When I switch the last layer number of hidden units from 2 to 1, I get this error:
---------------------------------------------------------------------------
ValueError Traceback (most recent call last)
<ipython-input-3-cb3a85d91810> in <module>()
101 epochs=5,
102 batch_size=32,
--> 103 validation_data=(valid_x, valid_y))
2 frames
/usr/local/lib/python3.6/dist-packages/keras/engine/training.py in fit(self, x, y, batch_size, epochs, verbose, callbacks, validation_split, validation_data, shuffle, class_weight, sample_weight, initial_epoch, steps_per_epoch, validation_steps, validation_freq, max_queue_size, workers, use_multiprocessing, **kwargs)
1108 val_x, val_y,
1109 sample_weight=val_sample_weight,
-> 1110 batch_size=batch_size)
1111 if self._uses_dynamic_learning_phase():
1112 val_inputs = val_x + val_y + val_sample_weights + [0.]

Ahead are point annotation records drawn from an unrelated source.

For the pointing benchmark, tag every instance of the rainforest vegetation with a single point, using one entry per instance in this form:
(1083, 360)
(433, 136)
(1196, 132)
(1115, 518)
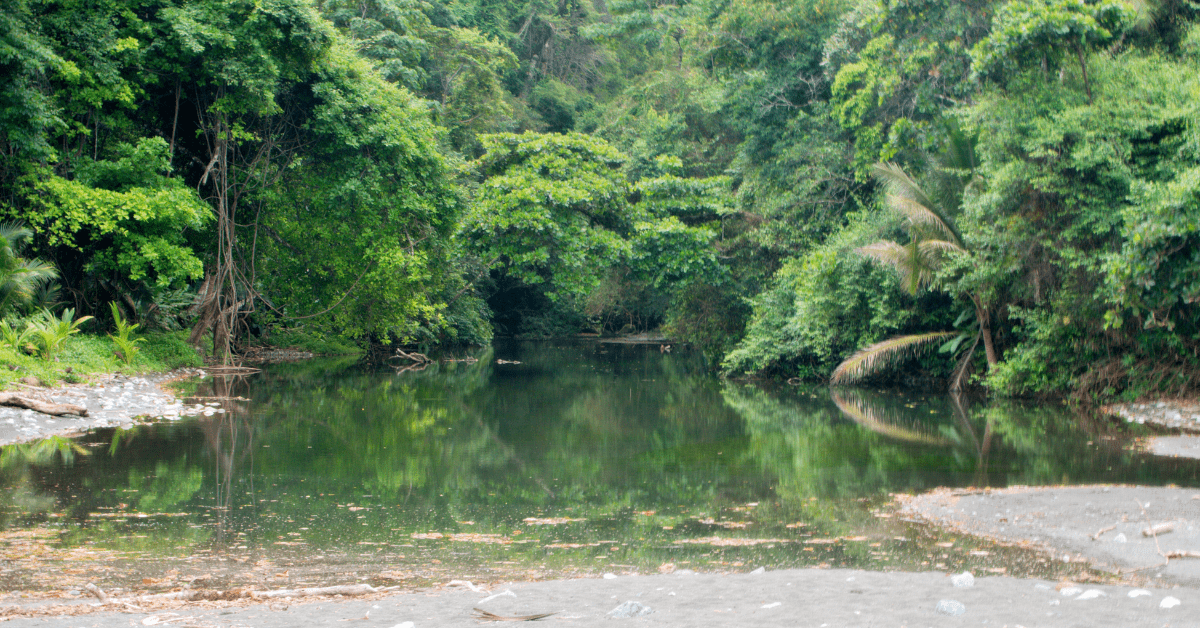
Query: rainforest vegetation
(997, 193)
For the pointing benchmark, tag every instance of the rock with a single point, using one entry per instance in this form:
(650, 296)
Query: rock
(629, 609)
(949, 606)
(963, 580)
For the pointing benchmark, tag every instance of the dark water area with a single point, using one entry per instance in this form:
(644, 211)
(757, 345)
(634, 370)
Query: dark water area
(581, 458)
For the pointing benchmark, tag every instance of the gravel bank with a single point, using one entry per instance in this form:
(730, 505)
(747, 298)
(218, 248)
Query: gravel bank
(112, 400)
(1182, 416)
(1101, 525)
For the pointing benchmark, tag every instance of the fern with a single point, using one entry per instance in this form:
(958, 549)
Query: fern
(882, 356)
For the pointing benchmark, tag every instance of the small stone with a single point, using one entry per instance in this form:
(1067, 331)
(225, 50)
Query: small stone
(949, 606)
(630, 609)
(963, 580)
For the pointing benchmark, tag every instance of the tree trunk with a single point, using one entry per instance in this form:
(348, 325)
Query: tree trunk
(989, 347)
(1083, 67)
(37, 405)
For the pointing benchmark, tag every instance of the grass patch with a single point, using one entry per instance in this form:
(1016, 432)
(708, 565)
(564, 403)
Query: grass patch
(87, 353)
(317, 345)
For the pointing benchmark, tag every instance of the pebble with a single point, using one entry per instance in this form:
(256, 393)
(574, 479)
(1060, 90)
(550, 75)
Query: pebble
(630, 609)
(963, 580)
(949, 606)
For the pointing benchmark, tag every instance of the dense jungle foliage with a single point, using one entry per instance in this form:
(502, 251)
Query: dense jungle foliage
(1000, 192)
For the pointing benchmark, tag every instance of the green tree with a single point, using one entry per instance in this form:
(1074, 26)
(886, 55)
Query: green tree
(19, 276)
(1026, 34)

/usr/local/lib/python3.6/dist-packages/keras/engine/training.py in _standardize_user_data(self, x, y, sample_weight, class_weight, check_array_lengths, batch_size)
793 feed_output_shapes,
794 check_batch_axis=False, # Don't enforce the batch size.

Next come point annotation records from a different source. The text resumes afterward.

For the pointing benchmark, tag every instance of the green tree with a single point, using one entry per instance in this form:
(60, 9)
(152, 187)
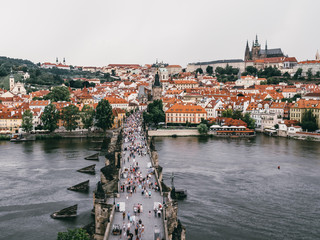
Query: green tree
(104, 117)
(87, 116)
(237, 114)
(199, 70)
(58, 94)
(309, 74)
(50, 117)
(249, 120)
(155, 113)
(209, 70)
(219, 70)
(298, 73)
(227, 113)
(286, 75)
(202, 129)
(309, 121)
(27, 121)
(75, 234)
(70, 115)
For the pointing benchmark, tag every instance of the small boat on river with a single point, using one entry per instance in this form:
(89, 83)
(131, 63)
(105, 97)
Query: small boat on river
(68, 212)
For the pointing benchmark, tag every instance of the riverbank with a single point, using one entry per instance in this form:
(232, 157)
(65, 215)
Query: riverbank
(233, 183)
(62, 134)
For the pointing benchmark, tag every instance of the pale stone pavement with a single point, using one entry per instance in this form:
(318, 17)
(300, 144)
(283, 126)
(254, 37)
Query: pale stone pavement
(149, 221)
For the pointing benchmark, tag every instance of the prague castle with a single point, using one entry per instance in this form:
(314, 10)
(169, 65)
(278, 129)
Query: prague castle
(257, 53)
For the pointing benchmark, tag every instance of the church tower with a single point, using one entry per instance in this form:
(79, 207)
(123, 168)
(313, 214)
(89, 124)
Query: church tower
(156, 88)
(256, 49)
(247, 54)
(317, 56)
(11, 81)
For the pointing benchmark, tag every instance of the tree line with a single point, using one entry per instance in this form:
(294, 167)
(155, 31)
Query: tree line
(101, 117)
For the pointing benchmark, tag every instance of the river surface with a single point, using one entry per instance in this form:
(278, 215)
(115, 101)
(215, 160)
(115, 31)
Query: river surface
(236, 191)
(34, 177)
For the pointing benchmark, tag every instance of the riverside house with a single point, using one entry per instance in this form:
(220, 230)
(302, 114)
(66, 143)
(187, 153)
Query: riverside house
(180, 113)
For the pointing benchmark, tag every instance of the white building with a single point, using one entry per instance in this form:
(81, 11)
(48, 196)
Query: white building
(247, 81)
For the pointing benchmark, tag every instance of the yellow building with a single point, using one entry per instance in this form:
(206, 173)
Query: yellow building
(119, 116)
(180, 113)
(10, 123)
(299, 108)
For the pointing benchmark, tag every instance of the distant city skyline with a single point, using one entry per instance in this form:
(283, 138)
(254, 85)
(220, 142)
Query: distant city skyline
(99, 33)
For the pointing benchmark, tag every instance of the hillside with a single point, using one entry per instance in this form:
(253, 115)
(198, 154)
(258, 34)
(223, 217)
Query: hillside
(42, 78)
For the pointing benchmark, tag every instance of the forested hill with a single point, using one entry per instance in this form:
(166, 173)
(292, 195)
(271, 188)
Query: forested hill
(6, 64)
(43, 78)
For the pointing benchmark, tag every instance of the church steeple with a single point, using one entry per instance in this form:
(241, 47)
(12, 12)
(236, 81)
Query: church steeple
(256, 42)
(247, 52)
(317, 56)
(266, 48)
(156, 80)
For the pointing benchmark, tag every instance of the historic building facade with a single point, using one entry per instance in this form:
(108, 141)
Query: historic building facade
(257, 52)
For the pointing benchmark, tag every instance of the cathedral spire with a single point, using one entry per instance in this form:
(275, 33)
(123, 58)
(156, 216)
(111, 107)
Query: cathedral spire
(317, 56)
(247, 52)
(266, 45)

--> 795 exception_prefix='target')
796
797 # Generate sample-wise weight values given the `sample_weight` and
/usr/local/lib/python3.6/dist-packages/keras/engine/training_utils.py in standardize_input_data(data, names, shapes, check_batch_axis, exception_prefix)
139 ': expected ' + names[i] + ' to have shape ' +
140 str(shape) + ' but got array with shape ' +
--> 141 str(data_shape))
142 return data
143
ValueError: Error when checking target: expected dense_16 to have shape (1,) but got array with shape (2,)
Upvotes: 0
Views: 87
Reputation: 1134
The reason you are receiving the error is due to the number of labels you assign your features and the number of labels the last layer expects. Here you have assigned each feature to one label while your dense layer expects two. Although there are two classes, you gave each feature only one which is shown in the shape of your array. You can just change the number of units in your last dense layer to one to fix the output shape.